Sonuç listesini basan gazeteyle birlikte sabahın ilk siftahını yapacaktı Ayhan amca. Para almak istemese de Semra “Âdettendir… Siftahı senden bereketi Allah’tan demeli insan Ayhan amca!” diyerek verdi parasını. Yolun hemen karşısındaki aile çay bahçesinde kimseler yok ve sadece akşamdan kalan tek masada sandalyeler yerinde olduğu için hemen oracıkta oturayım da ÖSYM aday numaramı kontrol edeyim, dedi. Dışardan birisi görse ve sınav sonucuna bakıyor bu kız deseler herkes aman ne kadar soğukkanlı derler. Kimse bilemezdi ki Semra’nın içindeki kıpırtıları… O sırada kan dolaşımı ve nefesi de hızlanmıştı. “Allah’ım ne olur? İstediğim bölüm olsun!
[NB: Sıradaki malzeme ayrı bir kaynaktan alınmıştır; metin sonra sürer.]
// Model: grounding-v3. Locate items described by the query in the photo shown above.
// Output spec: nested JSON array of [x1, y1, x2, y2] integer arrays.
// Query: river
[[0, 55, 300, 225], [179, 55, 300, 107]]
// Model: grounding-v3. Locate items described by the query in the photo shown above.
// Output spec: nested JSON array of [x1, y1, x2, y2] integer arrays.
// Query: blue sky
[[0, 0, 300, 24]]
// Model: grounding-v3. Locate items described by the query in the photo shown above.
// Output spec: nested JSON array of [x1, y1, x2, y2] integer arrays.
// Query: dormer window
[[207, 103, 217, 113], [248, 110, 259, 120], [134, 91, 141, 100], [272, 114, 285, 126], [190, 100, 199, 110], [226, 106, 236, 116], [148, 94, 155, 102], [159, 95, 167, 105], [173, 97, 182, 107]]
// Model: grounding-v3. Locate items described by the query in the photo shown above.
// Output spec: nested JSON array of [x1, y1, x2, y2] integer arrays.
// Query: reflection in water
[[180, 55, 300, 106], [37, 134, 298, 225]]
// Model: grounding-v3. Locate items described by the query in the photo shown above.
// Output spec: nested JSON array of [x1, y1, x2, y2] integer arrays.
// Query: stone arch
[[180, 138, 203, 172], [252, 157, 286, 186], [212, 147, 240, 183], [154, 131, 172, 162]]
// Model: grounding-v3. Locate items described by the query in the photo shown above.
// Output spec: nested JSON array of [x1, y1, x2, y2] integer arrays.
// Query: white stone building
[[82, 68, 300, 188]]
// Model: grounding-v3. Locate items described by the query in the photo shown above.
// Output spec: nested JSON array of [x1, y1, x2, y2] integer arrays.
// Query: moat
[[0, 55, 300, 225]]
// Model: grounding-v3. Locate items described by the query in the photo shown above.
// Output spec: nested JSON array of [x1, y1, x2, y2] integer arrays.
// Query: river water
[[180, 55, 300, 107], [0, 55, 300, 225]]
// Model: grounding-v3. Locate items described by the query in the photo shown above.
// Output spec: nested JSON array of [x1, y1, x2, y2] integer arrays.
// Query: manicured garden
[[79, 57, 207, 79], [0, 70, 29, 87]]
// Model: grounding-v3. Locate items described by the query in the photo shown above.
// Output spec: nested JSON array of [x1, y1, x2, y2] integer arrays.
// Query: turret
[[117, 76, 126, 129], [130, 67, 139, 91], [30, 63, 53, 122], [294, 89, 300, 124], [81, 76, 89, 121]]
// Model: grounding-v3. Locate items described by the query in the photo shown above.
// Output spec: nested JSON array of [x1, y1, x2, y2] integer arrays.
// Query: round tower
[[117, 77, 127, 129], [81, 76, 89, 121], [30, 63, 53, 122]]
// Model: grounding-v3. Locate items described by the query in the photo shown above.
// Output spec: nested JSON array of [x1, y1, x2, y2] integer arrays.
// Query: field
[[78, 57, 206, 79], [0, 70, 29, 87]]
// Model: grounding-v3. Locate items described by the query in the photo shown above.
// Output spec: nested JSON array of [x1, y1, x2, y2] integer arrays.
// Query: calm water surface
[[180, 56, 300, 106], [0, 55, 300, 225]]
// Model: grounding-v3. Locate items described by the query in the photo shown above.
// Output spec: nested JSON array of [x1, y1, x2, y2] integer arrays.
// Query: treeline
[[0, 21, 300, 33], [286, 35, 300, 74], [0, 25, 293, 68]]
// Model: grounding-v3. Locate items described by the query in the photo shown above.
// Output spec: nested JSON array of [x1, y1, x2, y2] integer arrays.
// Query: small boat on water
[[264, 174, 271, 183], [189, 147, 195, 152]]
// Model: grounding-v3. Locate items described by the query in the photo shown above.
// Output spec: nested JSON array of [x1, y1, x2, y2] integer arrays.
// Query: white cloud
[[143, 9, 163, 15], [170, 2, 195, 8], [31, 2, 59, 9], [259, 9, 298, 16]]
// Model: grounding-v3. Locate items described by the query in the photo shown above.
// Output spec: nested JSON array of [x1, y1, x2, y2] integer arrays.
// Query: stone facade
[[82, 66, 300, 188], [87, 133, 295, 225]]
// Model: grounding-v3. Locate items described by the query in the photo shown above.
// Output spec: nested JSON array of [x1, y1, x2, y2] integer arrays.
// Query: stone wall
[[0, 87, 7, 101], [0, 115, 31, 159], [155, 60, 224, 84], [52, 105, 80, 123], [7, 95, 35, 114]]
Gözüm haddimi aşan yerlerde değil!” derken aday numarasının karşısında yazan bölüm kodu ve ardından büyük sevinç “Çok şükür Allah’ım! Kazandım, kazandım!” diye bağırırken yalnız başına oturduğu o bahçede sevincini paylaşacağı kimse yoktu aslında Semra’nın. Karşı tarafta Ayhan Amca, Semra’dan haber beklerken onun sevincini uzaktan seyrediyordu.
– Semra ne oldu kızım? Kazandın mı?
– Evet, Ayhan amca, Ankara Üniversitesine bağlı Dil ve Tarih Coğrafya Fakültesi Türk Dili ve Edebiyatı Bölümünü kazandım.
– Aman! O ne kadar uzun bir adı varmış kazandığın fakültenin! Tebrik ederim kızım. Koş git evdekilere de haber versene! Sevincini paylaşsan iyi olur. Billûr Anne sağ olsaydı ne kadar sevinirdi, değil mi?
– Biraz sakinleşeyim Ayhan amca. Az sonra giderim.
Aile çay bahçesinde Semra, gazetedeki aday numarasını yeniden kontrol etti, bir daha kontrol etti ki ‘Aman bir yanlışlık olmasın, ailemi, öğretmenlerimi ve beni sevenleri mahcup etmeyeyim.’ diye düşünürken çay bahçesinin ocak kısmında bir delikanlının ocağı yakıp ilk hazırlıklara başladığını gördü. Eğer kısa sürede çay hazır olabilirse bir çay ve simit bu sevinç üstüne çok lezzetli olur diye düşündü. Uzaktan seslenerek siparişini hemen verdi. Ocaktaki garson “Peki efendim, hazır olunca getiririm.” dedi. Yaklaşık yirmi dakika sonra günün ilk çayını, fırından yeni çıkmış Ankara’nın gevrek simidinden bir adet getirdi garson. Semra, garsona teşekkür ettikten sonra bir an başını kaldırıp gayri ihtiyari yüzüne bakar bakmaz şaşkınlıkla:
– Aa.. Siz o’sunuz! Hani kimliğinizde fotoğrafınız bıyıklı, kendiniz o gün bıyıksız olduğunuz için epey zorluk çıkarılmıştı size Üniversiteye giriş sınavında. Salon görevlisi pek benzemiyor ama neyse diyerek sınava devam etmenize izin vermişti…
– Evet, doğru da fakat… Şaşırdım…
– Aynı salonda sınava girdik. Önümde oturuyordunuz. Sınav boyu moraliniz bozuktu sanki. Öyle değil mi?
– Evet, haklısınız. Çok tedirgin oldum ama neticede sınavım da fena geçti diyemem. Sadece yabancı dil sorularının cevaplarını cevap kâğıdına işaretlemeyi unuttum. Sonucu merak ediyorum ama işten sonra bir ara bakarım.
– Sınavda strese girdiniz ama şimdi ne kadar sakin görünüyorsunuz? İşiniz kaça kadar sürüyor? Akşama kadar sınav sonucunu merak etmez misiniz?